We recently shared with you the details of a trade regulation rule proposed by the Federal Trade Commission banning non-compete agreements. (See “FTC Proposed Regulation Places Non-Competes in Jeopardy.”) The proposed rule would prohibit noncompetes in the workplace and require employers to rescind non-compete agreements currently in place. The FTC’s proposed rule, if enacted, would have an immediate and profound impact on businesses and workers throughout the country, particularly as it concerns the employment relationship, employee retention and mobility, customer relationships and the treatment of confidential and proprietary information.
The proposed FTC rule remains in the comment stage with many companies and organizations voicing strong objections to a complete ban where businesses have heavily invested in establishing a loyal customer base. It is commonly believed that if the rule is ultimately enacted, it will be considerably reduced in scope and impact.
Almost two years ago, President Biden issued Executive Order 14036, which broadly addresses promoting competition in the American economy. Among the measures considered in that executive order was greater scrutiny of employee non-compete agreements. Now, in addition to the President and the FTC, the General Counsel of the National Labor Relations Board has inserted her agency’s authority in hopes of further restricting employee non-compete agreements. On May 30, 2023, NLRB General Counsel Jennifer Abruzzo sent a memorandum to the various Regional Directors and other NLRB officials explaining her theory that most employee non-compete agreements violate the National Labor Relations Act (NLRA). In the memorandum, Abruzzo directs the various NLRB regions to be on the lookout for cases to bring against employers that enter into, or even propose, employee non-compete agreements.

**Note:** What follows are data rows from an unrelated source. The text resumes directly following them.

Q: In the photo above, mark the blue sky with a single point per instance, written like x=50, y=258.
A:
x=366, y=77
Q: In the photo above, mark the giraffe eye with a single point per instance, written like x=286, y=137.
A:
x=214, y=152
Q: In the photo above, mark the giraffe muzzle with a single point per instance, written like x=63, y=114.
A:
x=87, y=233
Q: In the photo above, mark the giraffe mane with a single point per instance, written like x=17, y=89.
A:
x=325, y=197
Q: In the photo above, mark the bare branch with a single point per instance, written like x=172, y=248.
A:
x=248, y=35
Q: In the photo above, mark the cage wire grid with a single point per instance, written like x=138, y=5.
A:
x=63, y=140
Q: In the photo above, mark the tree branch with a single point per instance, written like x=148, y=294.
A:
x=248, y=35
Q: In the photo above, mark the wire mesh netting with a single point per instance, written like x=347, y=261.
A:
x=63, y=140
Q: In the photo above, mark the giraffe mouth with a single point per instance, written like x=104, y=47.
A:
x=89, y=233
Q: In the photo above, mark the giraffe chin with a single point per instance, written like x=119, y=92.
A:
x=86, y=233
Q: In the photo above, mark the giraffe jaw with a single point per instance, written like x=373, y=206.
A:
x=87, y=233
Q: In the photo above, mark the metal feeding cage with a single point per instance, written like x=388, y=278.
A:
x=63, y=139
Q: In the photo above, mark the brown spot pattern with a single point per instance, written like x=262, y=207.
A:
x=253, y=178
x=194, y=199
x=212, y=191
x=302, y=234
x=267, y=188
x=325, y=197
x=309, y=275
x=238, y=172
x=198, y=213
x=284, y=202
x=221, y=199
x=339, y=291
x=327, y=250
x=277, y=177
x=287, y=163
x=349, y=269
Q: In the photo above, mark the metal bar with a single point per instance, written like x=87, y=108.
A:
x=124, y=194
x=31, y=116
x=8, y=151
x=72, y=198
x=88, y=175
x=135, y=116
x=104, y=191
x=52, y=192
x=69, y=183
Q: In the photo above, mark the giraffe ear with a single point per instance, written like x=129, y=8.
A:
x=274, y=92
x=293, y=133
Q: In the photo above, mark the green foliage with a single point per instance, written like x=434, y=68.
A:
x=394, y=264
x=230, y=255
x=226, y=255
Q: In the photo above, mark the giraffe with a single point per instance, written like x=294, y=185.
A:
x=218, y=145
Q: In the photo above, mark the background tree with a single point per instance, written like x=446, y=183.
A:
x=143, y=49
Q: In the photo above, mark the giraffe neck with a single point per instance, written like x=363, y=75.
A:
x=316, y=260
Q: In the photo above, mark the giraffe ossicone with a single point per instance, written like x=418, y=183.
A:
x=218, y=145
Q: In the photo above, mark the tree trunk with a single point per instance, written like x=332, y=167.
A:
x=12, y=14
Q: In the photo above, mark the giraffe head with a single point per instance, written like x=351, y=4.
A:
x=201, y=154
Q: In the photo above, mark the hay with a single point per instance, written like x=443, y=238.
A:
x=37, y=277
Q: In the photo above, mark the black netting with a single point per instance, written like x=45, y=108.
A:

The NLRA, enacted by Congress in 1935, has never been interpreted to prohibit, or even to limit, employee non-compete agreements. Abruzzo, however, explains in her memorandum that, in her opinion, most such agreements are unlawful throughout the United States because they “interfere with, restrain, or coerce employees in the exercise” of their right “to selforganization, to form, join, or assist labor organizations, to bargain collectively through representatives of their own choosing, and to engage in other concerted activities for the purpose of collective bargaining or other mutual aid or protection.”
Essentially, Abruzzo argues that non-compete provisions interfere with workers’ rights because they limit an employee’s option to threaten to or actually quit or change jobs in support of demands to an employer for different or better pay and working conditions, either individually or in a group. She argues that while there might be some “special circumstances” that would make an employee non-compete agreement lawful, as a general rule, “the proffer, maintenance, and enforcement of a non-compete provision that reasonably tends to chill employees from engaging in … activity as described above violates” the NLRA.
The good news for businesses that proffer, maintain, and enforce employee non-compete agreements is that the NLRB General Counsel does not have the power to make rules like this. Instead, she acts as a prosecutor, choosing certain cases as vehicles to try to convince the full NLRB to adopt her (unconventional) view of the scope of the NLRA. Even if she found an appropriate case and convinced the NLRB to adopt her view, that decision itself would be subject to review by a federal court. We are likely years away from any sort of definitive ruling that the NLRA restricts employee non-compete agreements.
While the NLRB is unlikely to hold that the NLRA prohibits employee non-compete agreements, and it is particularly unlikely to do so soon, businesses that use employee noncompete agreements should take this as yet another warning that such agreements are subject to increased scrutiny. Businesses are well advised to limit non-compete agreements to employees with significant customer contact and/or access to confidential business information. They should also consider confidentiality provisions in both their employee handbooks and employment agreements.